For the investor, the above holds. Additional thoughts. Whether we are in a trading range at $50-oil and holds, or whether it gets to $40 or $20, at some point, oil will hit a low, the “Hillary re-set.” From that point on, an investor’s dream.
DISCLAIMER.
On-shore rigs are being stacked; they can be back up in 90 days. Off-shore CAPEX is being cut by the majors; off-shore doesn’t turn on a dime. Didn’t we read just yesterday that it takes months to get a permit in the Gulf of Mexico — and that’s for those who already have the leases — but one can get a permit in North Dakota in days.
But that’s just the beginning; From spud to production, 90 days in North Dakota if the price is right.
At any price, it would be six months or more off-shore, I assume. (A reader just wrote to say the GOM Jack/Malo well: 12 years.)
But there’s more. Cracks in OPEC are starting to be reported. Saudi Arabia announced higher prices for the second month in a row just a couple days ago.
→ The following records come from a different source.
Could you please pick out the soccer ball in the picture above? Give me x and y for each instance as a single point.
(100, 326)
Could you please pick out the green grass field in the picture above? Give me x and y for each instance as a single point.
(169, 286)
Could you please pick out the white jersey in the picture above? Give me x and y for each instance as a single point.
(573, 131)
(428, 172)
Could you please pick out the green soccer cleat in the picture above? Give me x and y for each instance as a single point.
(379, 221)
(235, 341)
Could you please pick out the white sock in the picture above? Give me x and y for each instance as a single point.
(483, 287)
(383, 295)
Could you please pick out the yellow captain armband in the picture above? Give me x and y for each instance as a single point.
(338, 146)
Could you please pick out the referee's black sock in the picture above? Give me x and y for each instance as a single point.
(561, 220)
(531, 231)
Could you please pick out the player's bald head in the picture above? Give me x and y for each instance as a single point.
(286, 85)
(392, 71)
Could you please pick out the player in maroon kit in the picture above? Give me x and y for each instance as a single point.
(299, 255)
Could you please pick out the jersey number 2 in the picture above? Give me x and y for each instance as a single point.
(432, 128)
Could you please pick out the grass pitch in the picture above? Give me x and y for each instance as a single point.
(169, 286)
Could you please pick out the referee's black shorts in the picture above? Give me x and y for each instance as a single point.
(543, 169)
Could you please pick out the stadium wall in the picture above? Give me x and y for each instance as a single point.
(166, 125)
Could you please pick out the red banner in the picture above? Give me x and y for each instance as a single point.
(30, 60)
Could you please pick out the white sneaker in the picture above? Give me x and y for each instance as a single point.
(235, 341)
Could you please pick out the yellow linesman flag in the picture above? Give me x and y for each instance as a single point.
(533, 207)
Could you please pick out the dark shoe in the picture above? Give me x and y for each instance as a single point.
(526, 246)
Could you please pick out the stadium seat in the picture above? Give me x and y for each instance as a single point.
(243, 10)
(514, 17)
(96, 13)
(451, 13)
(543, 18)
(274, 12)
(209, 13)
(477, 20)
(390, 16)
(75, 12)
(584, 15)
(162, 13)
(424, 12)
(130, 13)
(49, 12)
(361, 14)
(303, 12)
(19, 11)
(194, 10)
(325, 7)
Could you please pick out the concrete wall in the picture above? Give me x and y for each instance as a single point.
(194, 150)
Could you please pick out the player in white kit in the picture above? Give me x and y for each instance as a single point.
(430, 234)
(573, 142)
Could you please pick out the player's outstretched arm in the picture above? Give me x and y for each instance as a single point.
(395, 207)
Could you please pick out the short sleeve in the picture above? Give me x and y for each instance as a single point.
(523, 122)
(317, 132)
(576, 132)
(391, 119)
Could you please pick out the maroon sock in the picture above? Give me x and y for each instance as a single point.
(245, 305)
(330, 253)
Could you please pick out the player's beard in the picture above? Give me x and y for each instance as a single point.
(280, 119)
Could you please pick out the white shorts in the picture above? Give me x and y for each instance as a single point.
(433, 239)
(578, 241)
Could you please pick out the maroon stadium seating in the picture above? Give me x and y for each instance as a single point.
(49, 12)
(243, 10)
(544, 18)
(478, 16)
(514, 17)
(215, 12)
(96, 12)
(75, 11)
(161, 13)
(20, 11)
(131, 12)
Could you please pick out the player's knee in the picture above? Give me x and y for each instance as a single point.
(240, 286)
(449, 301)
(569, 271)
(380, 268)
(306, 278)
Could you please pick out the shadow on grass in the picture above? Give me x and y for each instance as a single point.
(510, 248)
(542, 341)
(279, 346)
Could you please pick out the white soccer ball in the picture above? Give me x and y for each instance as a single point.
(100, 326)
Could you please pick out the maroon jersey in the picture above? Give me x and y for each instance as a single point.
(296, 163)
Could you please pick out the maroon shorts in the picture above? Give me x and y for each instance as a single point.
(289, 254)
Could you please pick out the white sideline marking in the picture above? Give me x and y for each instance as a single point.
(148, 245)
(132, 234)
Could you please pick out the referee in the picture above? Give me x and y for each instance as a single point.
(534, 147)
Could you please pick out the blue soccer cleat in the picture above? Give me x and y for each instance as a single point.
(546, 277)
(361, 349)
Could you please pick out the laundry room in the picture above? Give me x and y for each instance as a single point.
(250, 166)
Saudi’s oil minister says he is willing to raise prices if everyone else does also (does he understand free market capitalism?). Libya is openly calling for an increase in the price for OPEC oil. Add Iran to the chorus: Iran says the "no-production-cut" policy is not working."
I have listed the reasons in an earlier blog why I think Saudi is eager to raise the price of oil. As John Goodman's character in The Big Lebowski said, Saudi has entered the world of pain. I feel strongly that Saudi Arabia miscalculated how far the price of oil would fall when it made its now-legendary announcement last summer. Last summer there were no news stories about Yemen or ISIS threatening Saudi Arabia. Earlier this week President Obama said he would ship weapons and military supplies to Saudi Arabia as fast as he could. Someone has to pay for those weapons and supplies. Fifty-dollar oil buys a lot fewer F-15s than $100-oil.
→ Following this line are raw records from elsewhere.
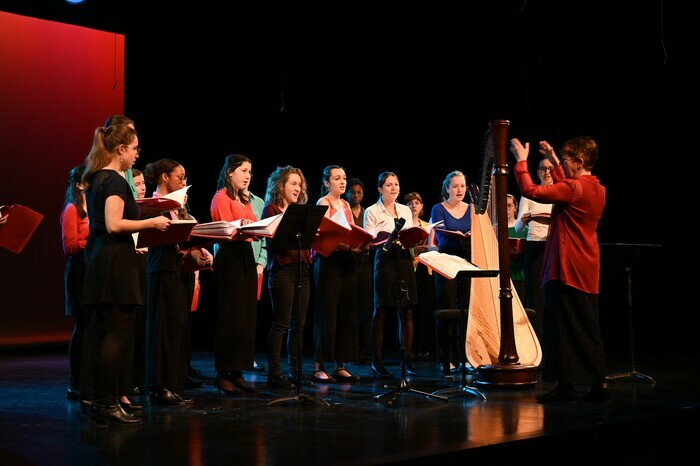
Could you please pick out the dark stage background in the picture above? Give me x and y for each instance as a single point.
(374, 86)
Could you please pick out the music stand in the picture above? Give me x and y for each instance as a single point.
(463, 387)
(296, 231)
(404, 384)
(632, 375)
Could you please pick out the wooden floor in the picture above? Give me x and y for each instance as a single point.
(340, 424)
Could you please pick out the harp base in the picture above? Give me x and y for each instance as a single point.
(515, 376)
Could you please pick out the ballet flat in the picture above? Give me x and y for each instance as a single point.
(164, 397)
(347, 378)
(223, 384)
(317, 379)
(561, 393)
(410, 370)
(239, 382)
(380, 371)
(277, 381)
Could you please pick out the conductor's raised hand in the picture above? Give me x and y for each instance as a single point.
(160, 222)
(519, 151)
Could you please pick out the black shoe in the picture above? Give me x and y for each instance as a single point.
(164, 397)
(192, 383)
(131, 408)
(240, 383)
(223, 384)
(292, 377)
(317, 379)
(410, 370)
(561, 393)
(86, 407)
(114, 414)
(380, 371)
(72, 394)
(277, 381)
(257, 367)
(187, 401)
(345, 378)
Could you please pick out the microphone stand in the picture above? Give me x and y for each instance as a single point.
(302, 217)
(404, 383)
(463, 387)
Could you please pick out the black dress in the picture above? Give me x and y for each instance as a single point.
(112, 270)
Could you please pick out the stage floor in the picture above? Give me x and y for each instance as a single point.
(644, 423)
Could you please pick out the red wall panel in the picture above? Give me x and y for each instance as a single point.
(58, 82)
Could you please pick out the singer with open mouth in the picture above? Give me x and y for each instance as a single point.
(393, 272)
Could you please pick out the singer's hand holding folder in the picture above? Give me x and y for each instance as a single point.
(330, 234)
(224, 230)
(456, 234)
(19, 226)
(446, 265)
(408, 237)
(152, 206)
(178, 232)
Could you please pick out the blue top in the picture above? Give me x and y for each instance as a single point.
(464, 224)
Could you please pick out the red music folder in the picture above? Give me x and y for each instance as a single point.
(454, 233)
(152, 206)
(446, 265)
(329, 235)
(408, 237)
(358, 237)
(19, 225)
(178, 232)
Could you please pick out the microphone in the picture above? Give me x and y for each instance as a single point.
(394, 234)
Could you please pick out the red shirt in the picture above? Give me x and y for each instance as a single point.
(572, 253)
(74, 230)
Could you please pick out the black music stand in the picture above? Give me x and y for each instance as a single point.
(296, 231)
(404, 384)
(632, 375)
(463, 387)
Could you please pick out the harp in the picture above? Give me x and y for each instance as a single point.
(501, 343)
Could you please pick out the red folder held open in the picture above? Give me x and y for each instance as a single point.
(19, 226)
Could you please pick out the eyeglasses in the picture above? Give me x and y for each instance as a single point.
(137, 148)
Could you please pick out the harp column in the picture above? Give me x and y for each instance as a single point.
(509, 371)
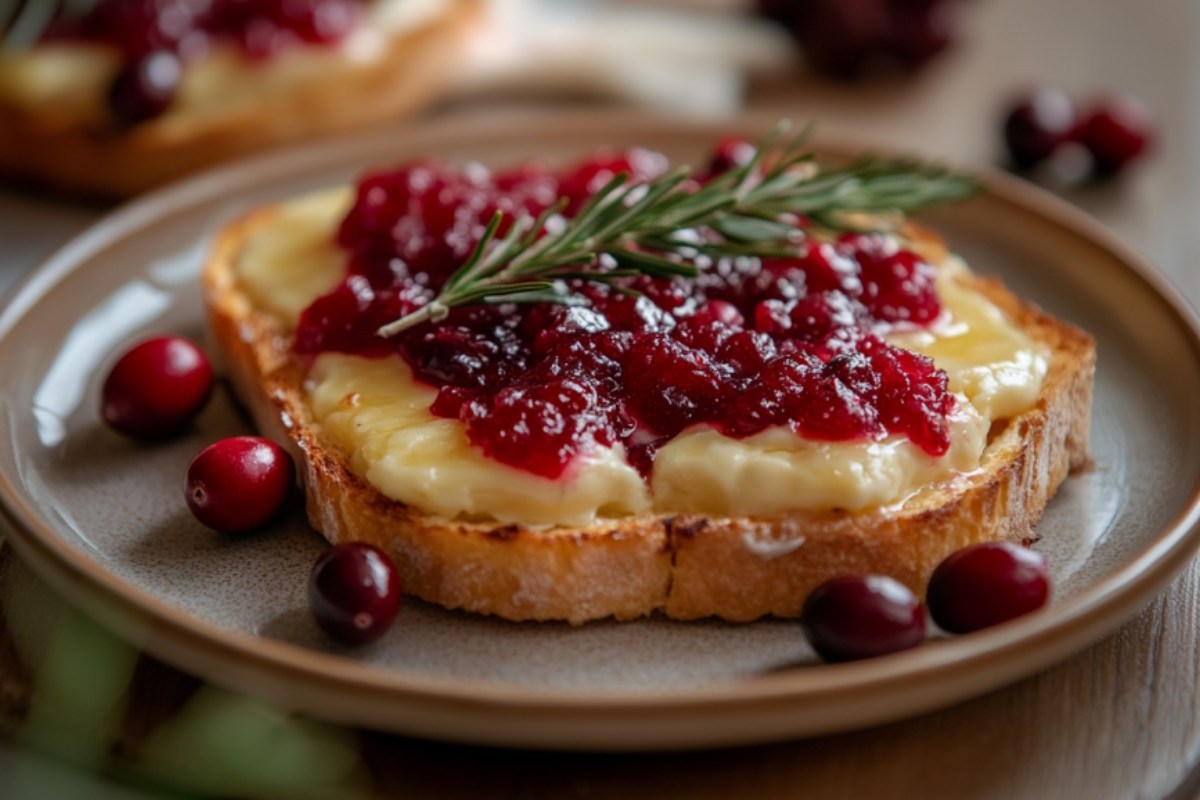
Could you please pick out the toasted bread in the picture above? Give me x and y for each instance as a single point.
(687, 566)
(48, 149)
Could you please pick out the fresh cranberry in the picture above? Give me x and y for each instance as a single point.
(1037, 125)
(239, 483)
(156, 388)
(987, 584)
(1117, 132)
(354, 593)
(862, 617)
(145, 88)
(730, 154)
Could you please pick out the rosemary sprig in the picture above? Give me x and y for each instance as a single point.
(663, 227)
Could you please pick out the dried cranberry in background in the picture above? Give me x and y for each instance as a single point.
(847, 37)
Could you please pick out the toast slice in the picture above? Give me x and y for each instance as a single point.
(687, 566)
(49, 148)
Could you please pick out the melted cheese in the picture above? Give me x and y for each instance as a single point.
(70, 80)
(377, 413)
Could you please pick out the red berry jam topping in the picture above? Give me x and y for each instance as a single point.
(155, 37)
(747, 346)
(261, 28)
(862, 617)
(156, 388)
(987, 584)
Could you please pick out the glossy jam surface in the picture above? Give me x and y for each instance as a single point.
(745, 347)
(190, 28)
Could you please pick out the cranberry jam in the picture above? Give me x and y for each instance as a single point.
(747, 346)
(189, 28)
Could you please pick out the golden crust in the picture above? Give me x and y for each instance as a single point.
(688, 566)
(47, 151)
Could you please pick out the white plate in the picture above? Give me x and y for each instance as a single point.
(103, 518)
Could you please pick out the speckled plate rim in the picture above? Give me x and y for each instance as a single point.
(804, 702)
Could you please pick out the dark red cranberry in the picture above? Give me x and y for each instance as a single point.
(921, 30)
(239, 483)
(730, 154)
(1117, 132)
(987, 584)
(862, 617)
(841, 36)
(354, 593)
(145, 88)
(156, 389)
(1037, 125)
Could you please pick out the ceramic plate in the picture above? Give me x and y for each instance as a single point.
(103, 518)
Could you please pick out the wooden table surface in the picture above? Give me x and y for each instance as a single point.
(1119, 720)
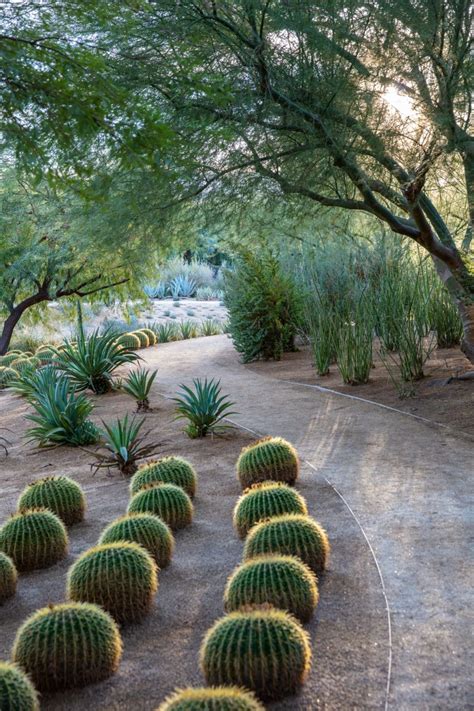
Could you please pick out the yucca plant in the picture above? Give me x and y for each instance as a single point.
(62, 416)
(138, 384)
(90, 362)
(124, 446)
(203, 406)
As an investor, I’m interested in the independent operators that are NOT penny-stock-companies. I don’t know anything about the operators in Texas; my knowledge is limited pretty much to North Dakota. I’m not interested in talking about XOM, COP, CVX — for all practical purposes, they are like the utility stocks. I’m talking about companies like EOG, CLR, and WLL and there are many others. For investors it seems it’s pretty simple: a) pick the survivors; and, b) buy when oil hits the “Hillary reset.”
Ha, that’s the rub. The “Hillary reset.” I’m not a market timer. Nothing more to say on when to invest.
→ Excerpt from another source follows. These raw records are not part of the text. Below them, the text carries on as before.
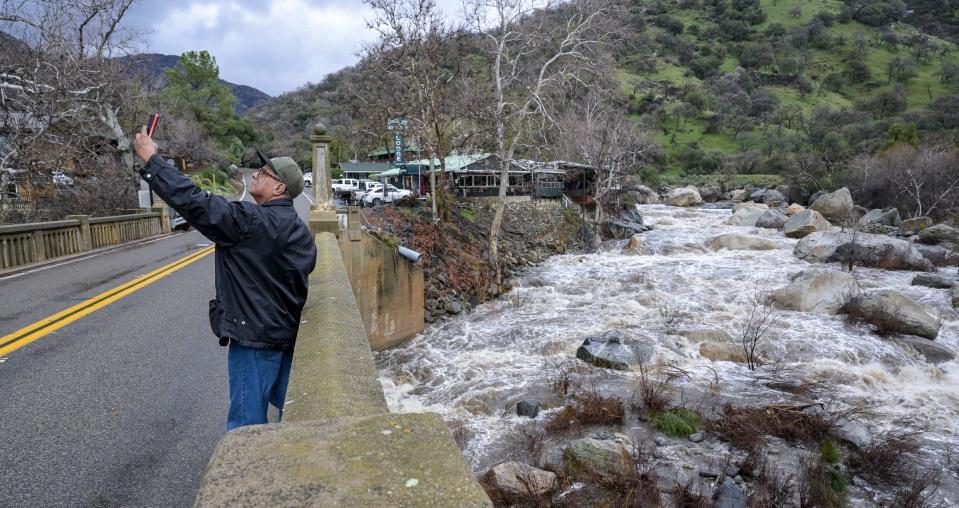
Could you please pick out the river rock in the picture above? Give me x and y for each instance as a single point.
(683, 196)
(594, 458)
(730, 495)
(864, 249)
(516, 481)
(722, 352)
(611, 350)
(711, 193)
(914, 226)
(816, 291)
(527, 408)
(772, 219)
(637, 247)
(737, 195)
(703, 334)
(934, 280)
(749, 204)
(835, 205)
(940, 234)
(939, 256)
(887, 217)
(741, 242)
(932, 351)
(745, 217)
(805, 223)
(643, 195)
(896, 312)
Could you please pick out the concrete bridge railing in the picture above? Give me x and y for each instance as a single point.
(25, 244)
(338, 444)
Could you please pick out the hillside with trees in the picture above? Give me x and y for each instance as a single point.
(814, 93)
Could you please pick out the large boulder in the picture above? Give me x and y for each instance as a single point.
(596, 458)
(934, 280)
(637, 247)
(816, 291)
(683, 196)
(723, 352)
(612, 350)
(914, 226)
(711, 193)
(932, 351)
(940, 234)
(741, 242)
(887, 217)
(515, 481)
(737, 195)
(805, 223)
(641, 195)
(854, 248)
(894, 312)
(939, 256)
(745, 217)
(794, 208)
(834, 205)
(772, 219)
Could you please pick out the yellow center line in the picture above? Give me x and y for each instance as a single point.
(34, 331)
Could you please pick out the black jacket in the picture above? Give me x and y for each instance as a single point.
(264, 256)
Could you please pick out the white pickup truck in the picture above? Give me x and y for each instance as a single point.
(376, 196)
(344, 186)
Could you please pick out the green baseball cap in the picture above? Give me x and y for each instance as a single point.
(288, 171)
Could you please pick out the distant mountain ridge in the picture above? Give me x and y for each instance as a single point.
(152, 65)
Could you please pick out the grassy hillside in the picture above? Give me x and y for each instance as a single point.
(790, 59)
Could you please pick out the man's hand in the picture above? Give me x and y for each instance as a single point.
(144, 145)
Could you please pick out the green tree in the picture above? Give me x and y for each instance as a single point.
(194, 90)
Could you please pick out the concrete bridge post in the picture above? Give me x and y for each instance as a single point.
(322, 213)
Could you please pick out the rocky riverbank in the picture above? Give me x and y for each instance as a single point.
(457, 272)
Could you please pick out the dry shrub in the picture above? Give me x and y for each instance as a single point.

Survivors? I think most readers can figure out the “for-sure” survivors, and maybe guess correctly on the “maybe” survivors.
One more component. I think we are through the worst psychologically. Operators are learning how to cope; some will survive; some won't. The price of oil could certainly fall but the cracks in OPEC are starting to appear. It looks like the US is using about 400,000 bbls more gasoline daily compared to a year ago.
This is all idle chatter. This and $1.89 will get you a cup of coffee at a local Starbucks. Unless you have a "free" one coming.